A decade ago, she attended an Open House at URI’s Alan Shawn Feinstein College of Continuing Education in Providence and found people welcoming and encouraging. “I’m ready,” she said and signed up to take one class a semester.

“I knew that I would earn a baccalaureate. I was always a history buff. Owen focuses on fiction,” she says of her husband of nearly 58 years.

“Math was my Waterloo,” she says. She saved math for her last course and planned to take it twice, figuring she’d probably flunk it the first time. She wisely sought help at the college’s Academic Center. Bill Briden, adjunct math professor, became her tutor and taught the class.

“I told him I was going to be the biggest challenge of his life,” she says. “He was so kind and told me that if I was willing, I could do it. I asked the kids to keep Dr. Briden in their prayers.”
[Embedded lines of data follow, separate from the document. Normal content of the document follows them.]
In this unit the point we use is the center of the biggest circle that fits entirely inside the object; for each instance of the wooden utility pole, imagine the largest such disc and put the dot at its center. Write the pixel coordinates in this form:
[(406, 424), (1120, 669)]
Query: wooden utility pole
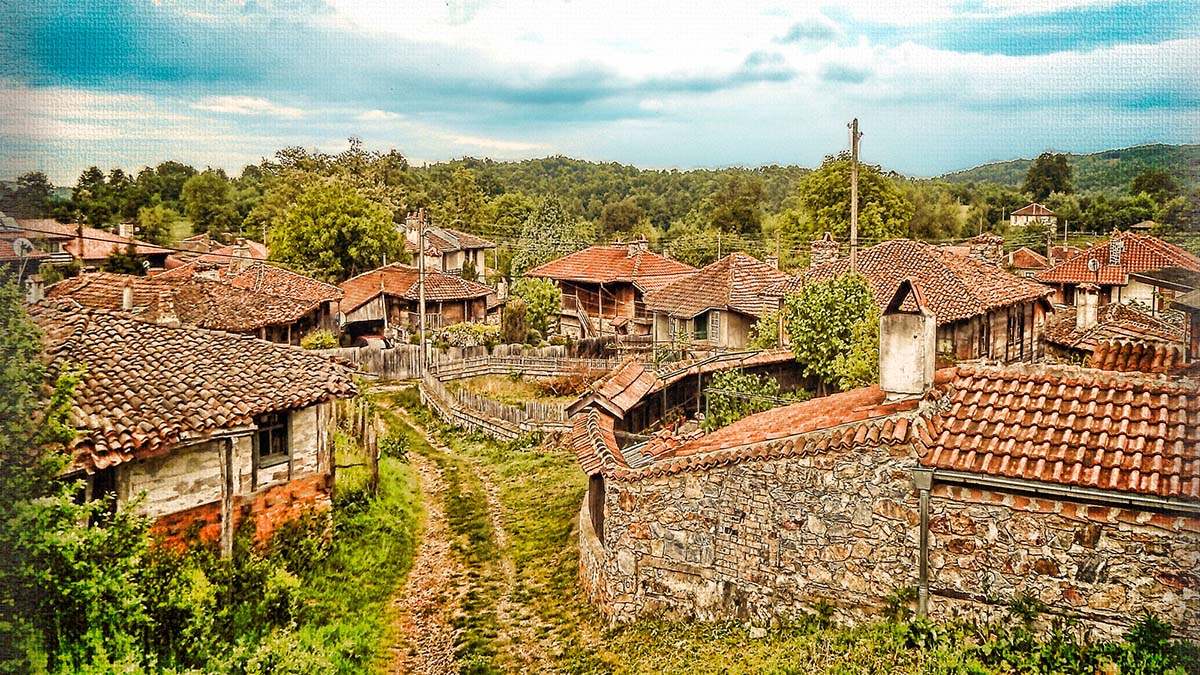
[(853, 195)]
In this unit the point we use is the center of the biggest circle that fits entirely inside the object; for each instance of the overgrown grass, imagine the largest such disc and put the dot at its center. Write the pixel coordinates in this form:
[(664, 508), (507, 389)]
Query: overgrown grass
[(540, 490)]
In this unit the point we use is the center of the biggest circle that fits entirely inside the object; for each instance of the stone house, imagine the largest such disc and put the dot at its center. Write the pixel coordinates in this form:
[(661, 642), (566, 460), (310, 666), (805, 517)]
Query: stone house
[(1111, 264), (251, 298), (971, 484), (90, 246), (604, 287), (1033, 214), (387, 300), (715, 308), (447, 250), (196, 429), (982, 310)]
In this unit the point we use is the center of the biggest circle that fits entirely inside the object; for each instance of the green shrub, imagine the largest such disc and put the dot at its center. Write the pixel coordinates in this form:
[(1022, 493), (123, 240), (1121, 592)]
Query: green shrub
[(319, 340)]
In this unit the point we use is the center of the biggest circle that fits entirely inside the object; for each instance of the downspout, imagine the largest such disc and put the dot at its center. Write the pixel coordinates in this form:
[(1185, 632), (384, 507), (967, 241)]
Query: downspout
[(923, 481)]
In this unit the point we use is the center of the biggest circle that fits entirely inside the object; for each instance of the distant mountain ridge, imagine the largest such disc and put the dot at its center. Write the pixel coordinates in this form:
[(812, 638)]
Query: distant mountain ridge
[(1109, 171)]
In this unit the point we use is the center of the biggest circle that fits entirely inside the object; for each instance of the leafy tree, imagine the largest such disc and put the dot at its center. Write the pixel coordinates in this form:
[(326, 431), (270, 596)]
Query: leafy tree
[(208, 203), (543, 300), (859, 366), (1048, 173), (155, 223), (1157, 183), (821, 322), (550, 233), (126, 261), (333, 232), (514, 328), (883, 213), (735, 394)]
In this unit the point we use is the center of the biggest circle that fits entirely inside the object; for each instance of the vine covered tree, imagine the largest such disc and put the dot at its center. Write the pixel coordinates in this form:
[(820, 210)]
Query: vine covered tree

She studied at the Warwick Public Library, away from phones and interruptions. “You have to have silence. Silence is rejuvenating. That’s where you can get your inner strength. I studied for my nursing degree in the cellar. Set my alarm clock for 5 o’clock in the morning. It was just me, the washing machine, and the dryer. I got the kids up at 6.”

Mahony says May is the biggest month of the year for her and Owen. “Graduations, first Communions, Confirmations, recitals, class plays, and awards nights. It’s huge.”

And then there’s her URI graduation. “I have the good fortune of good health,” she says. “And tremendous support from my husband and children.”

She won’t be the first Mahony to graduate from URI. Sons Tim, Mike, and Tom earned degrees from URI in 1979, 1989, and 1994 respectively.

And she has another connection to URI. Her niece, Lisa Harlow, is a professor of psychology. “ I have never known anyone to match the sparkling spirit of my Aunt Teresa,” says Harlow. “Her zest for life and learning is endless and contagious. She is the keeper of great stories and wisdom in our extended family of more than 180 relatives. No day is too long, nor time too short, for Teresa to stop everything for the opportunity of an engaging visit over a hot cup of tea. She is quite remarkable and has a generous knack for making others feel the same way.”

So what’s the history graduate’s next plan? “I’m giving myself 10 years to learn how to play the piano. The children all took lessons, but I never did,” she says with a laugh.